No. 65 – Indiana Hoosiers
- Position: Offensive tackle
- Class: Redshirt Senior

Personal information
- Born: April 15, 2004 (age 22)
- Listed height: 6 ft 5 in (1.96 m)
- Listed weight: 313 lb (142 kg)

Career information
- High school: Olentangy Liberty (Powell, Ohio)
- College: Indiana (2022–present);

Awards and highlights
- CFP national champion (2025); Consensus All-American (2025); Big Ten Offensive Lineman of the Year (2025); First-team All-Big Ten (2025);
- Stats at ESPN

= Carter Smith (offensive tackle) =

American football player (born 2004)

Carter Smith (born April 15, 2004) is an American football offensive tackle for the Indiana Hoosiers.

==Early life==
Smith attended Olentangy Liberty High School in Powell, Ohio.
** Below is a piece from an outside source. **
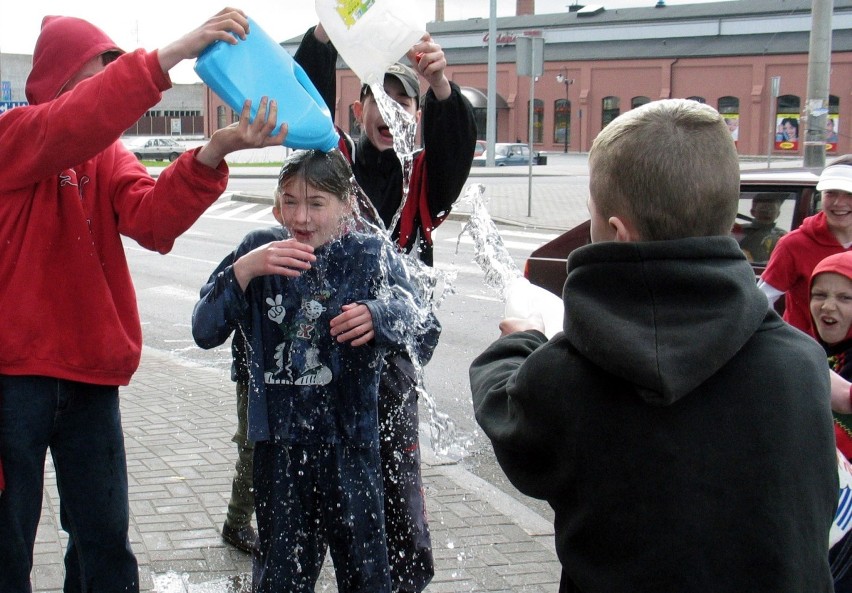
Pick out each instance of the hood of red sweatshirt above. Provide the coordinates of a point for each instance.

He was rated as a four-star recruit and the 207th overall prospect in the class of 2022, and committed to play college football for the Indiana Hoosiers.

==College career==
As a freshman in 2022, Smith was redshirted after playing in two games. In 2023, he made all 12 starts at left tackle. After the season, Smith was rumored to enter the NCAA transfer portal but returned to the Hoosiers. In 2024, he started all 13 games at left tackle, earning honorable mention all-Big Ten honors.